TEL AVIV (La Lettre Sépharade) — Lorsque Jonathan est rentré chez lui après 99 jours de service dans les réserves militaires israéliennes à Gaza et en Cisjordanie et dans ses environs, le sentiment qui l’habitait n’était ni le soulagement ni l’épuisement. C’était de la colère.

La transition vers la vie civile était un défi, tout comme garder ses émotions sous contrôle. Il dit avoir commencé à briser ses meubles pour exprimer ses émotions – brisant deux lampes et un bureau dans son appartement de Tel Aviv.

« Au début, j’étais très irritable, j’étais très en colère », a déclaré Jonathan, un sergent-major qui ne pouvait pas fournir son nom complet, conformément à la politique de l’armée israélienne, à la Jewish Telegraphic Agency alors qu’il attendait de monter à bord d’un avion à destination des États-Unis. surprendre son père vieillissant, qu’il n’avait pas revu depuis avant la guerre.

« Je suis très heureux de tout le repos, des loisirs et de revoir mes parents et mes frères », a-t-il déclaré. « Mais j’ai l’impression de ne pas avoir terminé mon travail. »

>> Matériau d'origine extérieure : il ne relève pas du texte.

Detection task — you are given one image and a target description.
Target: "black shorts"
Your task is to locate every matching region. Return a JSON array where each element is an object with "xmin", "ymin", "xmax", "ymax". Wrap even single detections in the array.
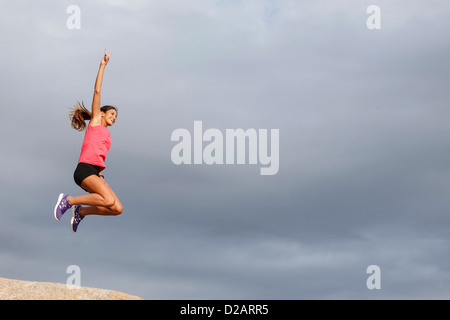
[{"xmin": 73, "ymin": 162, "xmax": 100, "ymax": 192}]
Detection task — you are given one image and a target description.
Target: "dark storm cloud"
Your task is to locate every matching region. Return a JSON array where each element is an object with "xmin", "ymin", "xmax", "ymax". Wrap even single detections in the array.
[{"xmin": 0, "ymin": 1, "xmax": 450, "ymax": 299}]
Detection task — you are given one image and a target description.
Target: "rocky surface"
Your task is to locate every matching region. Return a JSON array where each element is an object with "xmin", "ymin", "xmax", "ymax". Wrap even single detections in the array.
[{"xmin": 0, "ymin": 278, "xmax": 143, "ymax": 300}]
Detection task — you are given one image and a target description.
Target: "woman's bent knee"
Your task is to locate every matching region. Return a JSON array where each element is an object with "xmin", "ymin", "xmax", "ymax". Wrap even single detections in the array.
[{"xmin": 103, "ymin": 197, "xmax": 116, "ymax": 207}]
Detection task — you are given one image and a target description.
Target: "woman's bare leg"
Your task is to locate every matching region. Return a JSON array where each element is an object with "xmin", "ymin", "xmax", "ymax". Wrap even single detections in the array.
[{"xmin": 67, "ymin": 175, "xmax": 123, "ymax": 216}]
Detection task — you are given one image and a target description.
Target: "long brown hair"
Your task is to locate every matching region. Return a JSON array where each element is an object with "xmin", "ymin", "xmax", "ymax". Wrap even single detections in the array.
[{"xmin": 69, "ymin": 101, "xmax": 117, "ymax": 131}]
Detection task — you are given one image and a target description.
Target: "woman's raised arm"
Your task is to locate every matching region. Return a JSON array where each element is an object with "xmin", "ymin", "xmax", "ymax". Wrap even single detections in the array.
[{"xmin": 91, "ymin": 49, "xmax": 111, "ymax": 126}]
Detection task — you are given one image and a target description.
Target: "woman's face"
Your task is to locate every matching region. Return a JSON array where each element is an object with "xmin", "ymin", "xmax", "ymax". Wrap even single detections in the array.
[{"xmin": 102, "ymin": 109, "xmax": 117, "ymax": 127}]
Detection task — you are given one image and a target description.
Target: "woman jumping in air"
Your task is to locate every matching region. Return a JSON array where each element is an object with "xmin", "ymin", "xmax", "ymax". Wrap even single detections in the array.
[{"xmin": 54, "ymin": 49, "xmax": 123, "ymax": 232}]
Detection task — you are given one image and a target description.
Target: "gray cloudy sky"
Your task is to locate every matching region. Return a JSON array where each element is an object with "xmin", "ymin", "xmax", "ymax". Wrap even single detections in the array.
[{"xmin": 0, "ymin": 0, "xmax": 450, "ymax": 299}]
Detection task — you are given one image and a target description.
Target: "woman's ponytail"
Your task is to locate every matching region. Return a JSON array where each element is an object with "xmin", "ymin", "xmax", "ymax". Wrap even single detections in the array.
[{"xmin": 69, "ymin": 102, "xmax": 92, "ymax": 131}]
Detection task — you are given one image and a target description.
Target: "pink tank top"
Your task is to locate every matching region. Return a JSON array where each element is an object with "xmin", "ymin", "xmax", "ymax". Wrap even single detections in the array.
[{"xmin": 78, "ymin": 124, "xmax": 111, "ymax": 171}]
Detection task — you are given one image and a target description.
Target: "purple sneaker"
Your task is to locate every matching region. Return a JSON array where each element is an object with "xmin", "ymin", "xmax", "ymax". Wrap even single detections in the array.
[
  {"xmin": 53, "ymin": 193, "xmax": 72, "ymax": 221},
  {"xmin": 70, "ymin": 205, "xmax": 84, "ymax": 232}
]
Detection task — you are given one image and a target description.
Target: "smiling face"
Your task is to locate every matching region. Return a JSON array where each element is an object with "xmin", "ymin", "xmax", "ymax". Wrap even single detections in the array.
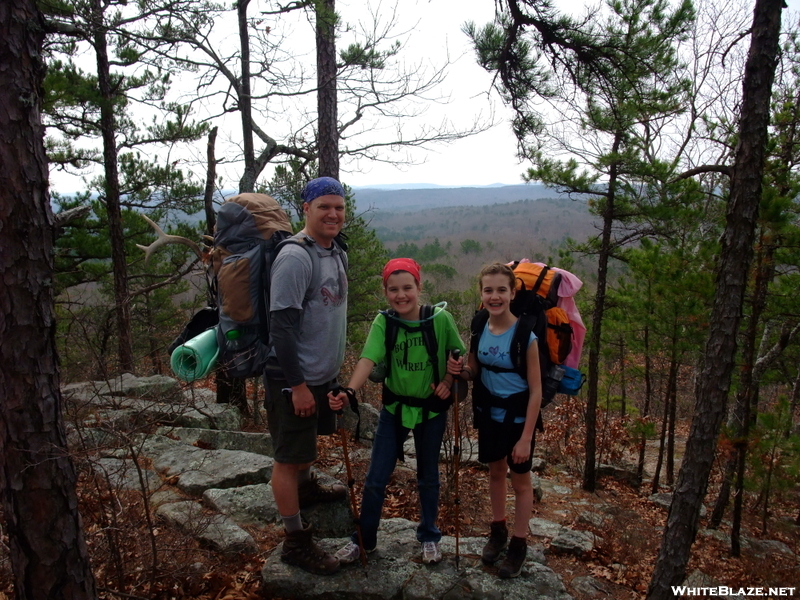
[
  {"xmin": 383, "ymin": 271, "xmax": 422, "ymax": 321},
  {"xmin": 481, "ymin": 273, "xmax": 516, "ymax": 316},
  {"xmin": 303, "ymin": 194, "xmax": 345, "ymax": 248}
]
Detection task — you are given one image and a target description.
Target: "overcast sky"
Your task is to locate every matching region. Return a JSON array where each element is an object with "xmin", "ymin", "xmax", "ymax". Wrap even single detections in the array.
[
  {"xmin": 51, "ymin": 0, "xmax": 800, "ymax": 193},
  {"xmin": 346, "ymin": 0, "xmax": 800, "ymax": 186}
]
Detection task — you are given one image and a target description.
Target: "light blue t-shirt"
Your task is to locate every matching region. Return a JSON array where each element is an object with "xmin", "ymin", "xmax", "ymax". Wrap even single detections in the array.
[{"xmin": 478, "ymin": 320, "xmax": 536, "ymax": 423}]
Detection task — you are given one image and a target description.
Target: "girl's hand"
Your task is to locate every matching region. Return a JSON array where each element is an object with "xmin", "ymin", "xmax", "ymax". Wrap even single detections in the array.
[
  {"xmin": 511, "ymin": 438, "xmax": 531, "ymax": 464},
  {"xmin": 431, "ymin": 380, "xmax": 450, "ymax": 400},
  {"xmin": 447, "ymin": 356, "xmax": 464, "ymax": 377},
  {"xmin": 328, "ymin": 392, "xmax": 347, "ymax": 412}
]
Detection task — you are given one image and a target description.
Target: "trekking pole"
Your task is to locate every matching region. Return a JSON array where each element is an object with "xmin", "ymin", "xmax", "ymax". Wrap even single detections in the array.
[
  {"xmin": 453, "ymin": 349, "xmax": 461, "ymax": 571},
  {"xmin": 331, "ymin": 385, "xmax": 367, "ymax": 569}
]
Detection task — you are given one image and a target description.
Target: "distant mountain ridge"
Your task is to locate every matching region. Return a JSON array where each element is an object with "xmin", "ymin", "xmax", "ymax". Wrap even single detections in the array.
[{"xmin": 353, "ymin": 184, "xmax": 566, "ymax": 212}]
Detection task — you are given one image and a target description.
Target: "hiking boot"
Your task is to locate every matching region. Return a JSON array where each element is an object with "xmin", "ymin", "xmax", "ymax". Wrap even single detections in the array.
[
  {"xmin": 334, "ymin": 542, "xmax": 375, "ymax": 565},
  {"xmin": 281, "ymin": 525, "xmax": 339, "ymax": 575},
  {"xmin": 297, "ymin": 473, "xmax": 347, "ymax": 508},
  {"xmin": 497, "ymin": 536, "xmax": 528, "ymax": 579},
  {"xmin": 422, "ymin": 542, "xmax": 442, "ymax": 565},
  {"xmin": 481, "ymin": 519, "xmax": 508, "ymax": 565}
]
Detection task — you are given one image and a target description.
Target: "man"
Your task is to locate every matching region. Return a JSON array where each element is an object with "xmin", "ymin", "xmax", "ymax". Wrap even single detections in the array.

Jonathan fait partie des dizaines de milliers de réservistes israéliens qui ont été renvoyés chez eux ces dernières semaines, alors qu’Israël a réduit sa présence à Gaza. La durée exacte de leur séjour n’est pas claire : des négociations ont eu lieu en vue d’un nouvel accord de libération des otages qui pourrait interrompre les combats pendant des mois, même si elles se sont heurtées à des obstacles ces derniers temps.

Dans le même temps, l’armée israélienne a demandé aux réservistes de rester prêts. La semaine dernière, signalant l’attente d’un long conflit à venir, le gouvernement israélien a proposé d’allonger la durée de service pour tous les soldats – tant en service actif que dans les réserves.

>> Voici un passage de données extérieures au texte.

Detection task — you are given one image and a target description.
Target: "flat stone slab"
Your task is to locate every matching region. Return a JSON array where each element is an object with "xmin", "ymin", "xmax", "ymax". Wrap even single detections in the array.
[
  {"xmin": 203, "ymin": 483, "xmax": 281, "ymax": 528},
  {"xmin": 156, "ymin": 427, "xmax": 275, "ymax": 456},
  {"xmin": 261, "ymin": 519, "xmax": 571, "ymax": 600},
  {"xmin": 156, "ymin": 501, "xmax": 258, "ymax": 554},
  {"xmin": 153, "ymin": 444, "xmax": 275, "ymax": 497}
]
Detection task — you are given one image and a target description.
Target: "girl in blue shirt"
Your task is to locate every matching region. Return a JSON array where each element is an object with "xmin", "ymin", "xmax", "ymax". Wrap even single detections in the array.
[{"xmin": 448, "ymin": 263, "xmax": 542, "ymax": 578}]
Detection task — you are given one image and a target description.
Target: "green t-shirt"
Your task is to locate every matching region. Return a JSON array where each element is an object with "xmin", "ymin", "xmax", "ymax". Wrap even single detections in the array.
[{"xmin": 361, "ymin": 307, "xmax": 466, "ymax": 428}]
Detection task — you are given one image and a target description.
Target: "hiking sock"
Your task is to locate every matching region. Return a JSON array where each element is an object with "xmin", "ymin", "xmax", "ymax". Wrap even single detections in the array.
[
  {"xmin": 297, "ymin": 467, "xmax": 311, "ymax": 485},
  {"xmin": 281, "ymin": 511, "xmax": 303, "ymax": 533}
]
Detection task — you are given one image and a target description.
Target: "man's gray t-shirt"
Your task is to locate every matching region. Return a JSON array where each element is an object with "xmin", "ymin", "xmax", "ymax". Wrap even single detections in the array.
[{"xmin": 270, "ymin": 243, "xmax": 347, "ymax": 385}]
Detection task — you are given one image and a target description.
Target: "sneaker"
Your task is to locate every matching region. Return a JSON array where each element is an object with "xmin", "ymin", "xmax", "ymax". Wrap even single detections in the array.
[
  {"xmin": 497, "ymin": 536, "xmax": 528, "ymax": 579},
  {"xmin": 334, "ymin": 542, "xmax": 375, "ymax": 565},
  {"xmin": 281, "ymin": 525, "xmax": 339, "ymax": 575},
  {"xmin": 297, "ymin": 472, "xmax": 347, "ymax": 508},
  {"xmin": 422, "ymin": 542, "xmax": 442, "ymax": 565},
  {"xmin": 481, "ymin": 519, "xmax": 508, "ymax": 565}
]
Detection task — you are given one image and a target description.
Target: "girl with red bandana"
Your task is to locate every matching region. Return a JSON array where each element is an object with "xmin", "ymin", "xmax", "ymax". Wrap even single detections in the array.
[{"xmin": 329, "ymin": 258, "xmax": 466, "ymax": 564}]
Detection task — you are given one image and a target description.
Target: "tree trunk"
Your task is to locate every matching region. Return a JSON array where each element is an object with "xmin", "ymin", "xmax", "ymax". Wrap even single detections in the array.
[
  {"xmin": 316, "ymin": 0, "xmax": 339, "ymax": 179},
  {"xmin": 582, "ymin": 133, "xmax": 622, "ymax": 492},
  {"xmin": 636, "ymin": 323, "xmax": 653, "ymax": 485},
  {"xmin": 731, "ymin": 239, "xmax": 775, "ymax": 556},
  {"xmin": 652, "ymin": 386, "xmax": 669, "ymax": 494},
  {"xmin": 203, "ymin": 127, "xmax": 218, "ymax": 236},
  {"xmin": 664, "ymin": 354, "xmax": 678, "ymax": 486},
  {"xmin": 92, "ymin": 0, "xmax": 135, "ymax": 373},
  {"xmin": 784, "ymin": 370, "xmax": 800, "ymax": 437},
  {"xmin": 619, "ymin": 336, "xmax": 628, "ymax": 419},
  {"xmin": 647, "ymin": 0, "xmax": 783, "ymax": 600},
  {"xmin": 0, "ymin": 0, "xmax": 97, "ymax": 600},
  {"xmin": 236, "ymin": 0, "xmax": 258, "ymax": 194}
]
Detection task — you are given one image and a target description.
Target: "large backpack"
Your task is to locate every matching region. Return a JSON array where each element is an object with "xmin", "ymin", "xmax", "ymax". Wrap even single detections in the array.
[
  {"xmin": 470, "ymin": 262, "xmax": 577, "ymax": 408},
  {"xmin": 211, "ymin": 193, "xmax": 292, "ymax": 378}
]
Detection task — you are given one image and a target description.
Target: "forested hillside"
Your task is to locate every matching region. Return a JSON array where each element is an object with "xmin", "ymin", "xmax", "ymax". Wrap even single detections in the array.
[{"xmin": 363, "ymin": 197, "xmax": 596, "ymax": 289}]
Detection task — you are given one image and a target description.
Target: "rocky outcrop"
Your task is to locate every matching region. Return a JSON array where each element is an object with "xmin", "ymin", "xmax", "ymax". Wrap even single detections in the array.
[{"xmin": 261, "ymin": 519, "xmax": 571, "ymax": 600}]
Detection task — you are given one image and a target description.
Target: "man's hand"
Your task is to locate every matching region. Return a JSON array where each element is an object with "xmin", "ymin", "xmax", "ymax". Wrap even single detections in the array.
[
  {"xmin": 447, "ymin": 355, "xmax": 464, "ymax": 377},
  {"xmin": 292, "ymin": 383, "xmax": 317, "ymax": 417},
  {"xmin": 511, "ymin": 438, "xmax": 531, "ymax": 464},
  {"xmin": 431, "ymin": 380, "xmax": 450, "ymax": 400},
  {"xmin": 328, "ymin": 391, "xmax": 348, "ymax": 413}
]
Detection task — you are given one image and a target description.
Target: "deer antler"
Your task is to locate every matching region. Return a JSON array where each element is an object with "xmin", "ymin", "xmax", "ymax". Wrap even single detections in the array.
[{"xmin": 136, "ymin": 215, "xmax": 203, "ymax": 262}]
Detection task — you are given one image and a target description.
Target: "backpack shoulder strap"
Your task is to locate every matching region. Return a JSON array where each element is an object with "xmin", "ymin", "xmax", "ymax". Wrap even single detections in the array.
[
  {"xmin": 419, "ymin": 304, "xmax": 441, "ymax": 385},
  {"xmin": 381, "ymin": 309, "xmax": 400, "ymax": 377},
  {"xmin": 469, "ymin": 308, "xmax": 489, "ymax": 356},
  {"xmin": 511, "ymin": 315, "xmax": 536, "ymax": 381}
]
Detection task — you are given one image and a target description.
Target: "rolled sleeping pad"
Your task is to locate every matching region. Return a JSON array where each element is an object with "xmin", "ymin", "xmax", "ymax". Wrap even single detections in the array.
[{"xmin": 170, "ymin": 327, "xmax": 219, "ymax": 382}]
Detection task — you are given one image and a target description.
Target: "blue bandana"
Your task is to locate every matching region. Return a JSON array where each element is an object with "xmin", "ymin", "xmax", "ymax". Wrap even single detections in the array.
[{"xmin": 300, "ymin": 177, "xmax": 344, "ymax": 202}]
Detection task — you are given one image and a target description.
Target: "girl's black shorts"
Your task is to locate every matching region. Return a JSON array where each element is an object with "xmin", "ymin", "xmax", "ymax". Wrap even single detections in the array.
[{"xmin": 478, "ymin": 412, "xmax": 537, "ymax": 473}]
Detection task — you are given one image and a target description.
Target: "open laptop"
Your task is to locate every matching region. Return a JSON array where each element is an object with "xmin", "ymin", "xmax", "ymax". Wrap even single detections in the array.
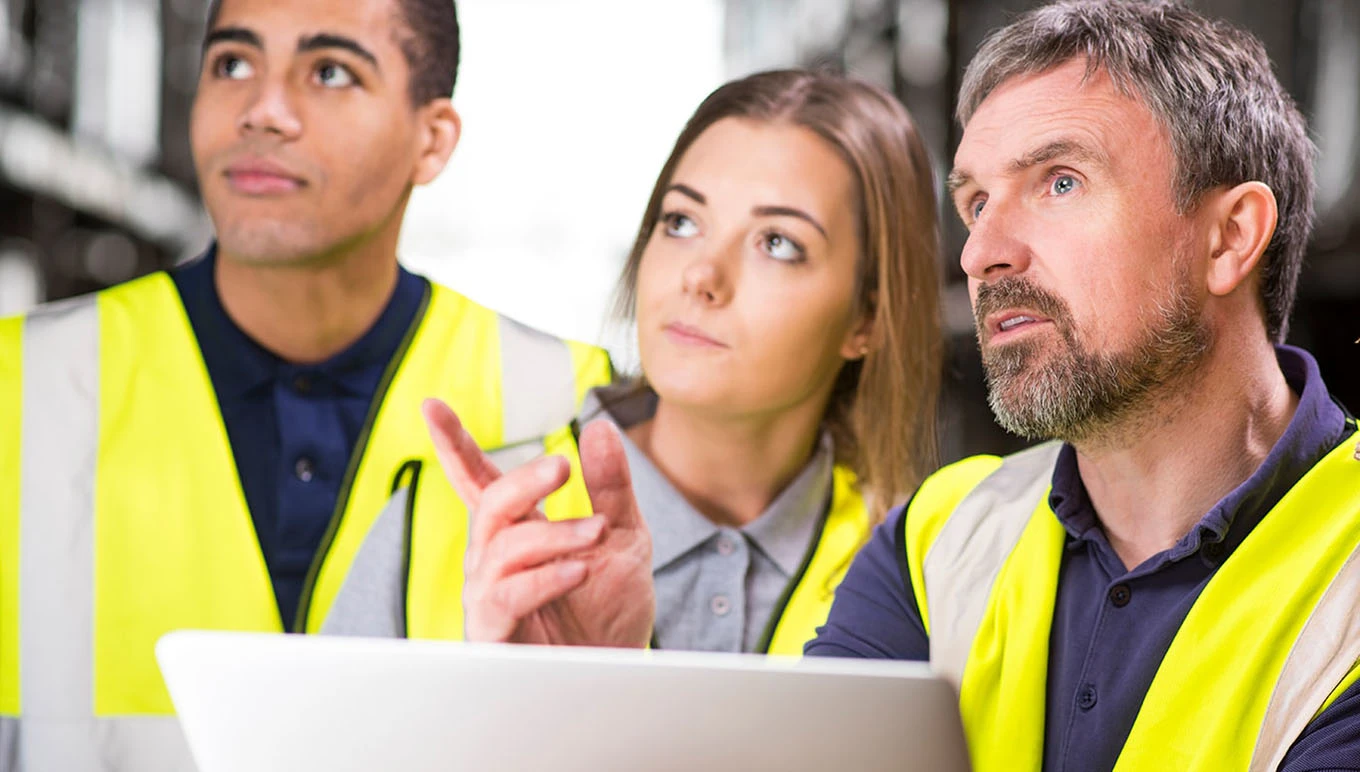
[{"xmin": 156, "ymin": 632, "xmax": 967, "ymax": 772}]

Selon cette proposition, le service militaire s’étendrait à trois ans pour tous les soldats, contre 32 mois pour les hommes et deux ans pour les femmes. Le service de réserve serait requis dans la plupart des rôles jusqu’à l’âge de 45 ans, contre 40 ans actuellement. Et les réservistes serviraient pendant 45 jours « opérationnels » par an, en plus de 10 jours de formation – une augmentation significative par rapport à l’exigence actuelle de 54 jours sur trois ans. .

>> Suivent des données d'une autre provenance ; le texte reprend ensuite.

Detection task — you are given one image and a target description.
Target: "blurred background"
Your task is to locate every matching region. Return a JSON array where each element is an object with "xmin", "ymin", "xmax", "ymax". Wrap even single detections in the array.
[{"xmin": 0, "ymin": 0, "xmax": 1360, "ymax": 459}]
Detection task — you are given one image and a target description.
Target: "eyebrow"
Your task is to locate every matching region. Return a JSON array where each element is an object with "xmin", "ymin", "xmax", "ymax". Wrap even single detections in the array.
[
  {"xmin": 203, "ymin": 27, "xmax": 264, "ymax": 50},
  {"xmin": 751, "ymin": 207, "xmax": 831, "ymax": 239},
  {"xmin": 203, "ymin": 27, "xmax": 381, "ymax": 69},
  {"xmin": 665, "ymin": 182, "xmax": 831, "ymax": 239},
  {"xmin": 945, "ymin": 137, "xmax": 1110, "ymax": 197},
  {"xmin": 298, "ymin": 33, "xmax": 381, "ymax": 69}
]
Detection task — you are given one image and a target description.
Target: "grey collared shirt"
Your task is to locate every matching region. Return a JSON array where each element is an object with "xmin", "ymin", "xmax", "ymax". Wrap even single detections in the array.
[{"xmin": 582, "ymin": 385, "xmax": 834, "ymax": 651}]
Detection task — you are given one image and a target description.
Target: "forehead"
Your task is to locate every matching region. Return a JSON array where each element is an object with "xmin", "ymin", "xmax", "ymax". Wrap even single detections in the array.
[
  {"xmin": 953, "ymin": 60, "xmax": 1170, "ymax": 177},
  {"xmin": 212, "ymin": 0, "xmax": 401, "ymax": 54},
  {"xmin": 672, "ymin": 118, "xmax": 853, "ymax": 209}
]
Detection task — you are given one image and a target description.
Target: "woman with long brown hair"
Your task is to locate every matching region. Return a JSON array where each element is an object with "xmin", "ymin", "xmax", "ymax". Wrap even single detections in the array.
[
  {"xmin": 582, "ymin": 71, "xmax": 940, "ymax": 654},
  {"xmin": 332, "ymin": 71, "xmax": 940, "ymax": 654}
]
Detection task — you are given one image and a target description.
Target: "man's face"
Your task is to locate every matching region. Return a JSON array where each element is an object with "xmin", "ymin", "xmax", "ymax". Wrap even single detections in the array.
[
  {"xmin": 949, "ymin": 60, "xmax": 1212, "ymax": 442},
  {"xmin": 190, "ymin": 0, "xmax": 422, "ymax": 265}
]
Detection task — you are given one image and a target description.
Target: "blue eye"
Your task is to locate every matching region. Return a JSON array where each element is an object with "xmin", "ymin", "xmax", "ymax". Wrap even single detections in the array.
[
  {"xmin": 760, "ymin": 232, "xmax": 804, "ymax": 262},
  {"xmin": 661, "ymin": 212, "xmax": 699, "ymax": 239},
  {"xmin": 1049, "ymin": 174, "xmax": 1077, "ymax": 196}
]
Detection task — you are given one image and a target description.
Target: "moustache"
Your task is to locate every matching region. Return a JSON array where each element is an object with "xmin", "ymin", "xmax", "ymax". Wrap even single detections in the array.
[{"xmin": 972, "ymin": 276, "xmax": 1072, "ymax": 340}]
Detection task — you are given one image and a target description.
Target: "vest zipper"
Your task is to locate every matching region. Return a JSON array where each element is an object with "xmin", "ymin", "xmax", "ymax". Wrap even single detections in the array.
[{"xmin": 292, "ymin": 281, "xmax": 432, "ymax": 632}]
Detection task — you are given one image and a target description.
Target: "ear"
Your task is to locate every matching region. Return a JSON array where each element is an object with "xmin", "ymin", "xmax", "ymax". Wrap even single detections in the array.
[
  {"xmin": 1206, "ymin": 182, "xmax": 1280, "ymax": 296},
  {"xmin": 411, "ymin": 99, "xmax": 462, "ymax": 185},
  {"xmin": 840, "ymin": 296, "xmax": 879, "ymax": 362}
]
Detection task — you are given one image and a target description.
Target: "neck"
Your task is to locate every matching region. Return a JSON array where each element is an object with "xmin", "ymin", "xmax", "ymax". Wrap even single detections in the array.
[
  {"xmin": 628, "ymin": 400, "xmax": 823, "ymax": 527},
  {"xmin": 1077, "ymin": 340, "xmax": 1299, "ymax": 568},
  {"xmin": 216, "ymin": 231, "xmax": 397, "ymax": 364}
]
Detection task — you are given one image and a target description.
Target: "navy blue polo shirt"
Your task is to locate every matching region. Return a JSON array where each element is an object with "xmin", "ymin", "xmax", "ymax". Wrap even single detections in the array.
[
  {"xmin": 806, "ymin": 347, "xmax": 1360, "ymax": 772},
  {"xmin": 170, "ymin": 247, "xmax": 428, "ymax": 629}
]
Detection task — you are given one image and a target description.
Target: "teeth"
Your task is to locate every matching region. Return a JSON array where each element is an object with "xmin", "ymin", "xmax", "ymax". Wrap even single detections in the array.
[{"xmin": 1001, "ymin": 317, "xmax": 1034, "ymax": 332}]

Les changements ramèneraient bon nombre des défis auxquels les réservistes sont actuellement confrontés en temps normal : perturbations dans leur vie de famille, absences des études et du travail, et traumatismes qu’ils gardent chez eux.

« C’est comme recevoir une gifle », a déclaré le soldat réserviste Haim à propos de cette proposition, après avoir personnellement appris que son unité devait revenir pour 45 jours de combat supplémentaires cette année, après avoir passé près de quatre mois autour de Gaza. « Quel employeur va employer une personne qui disparaît 55 jours par an ? »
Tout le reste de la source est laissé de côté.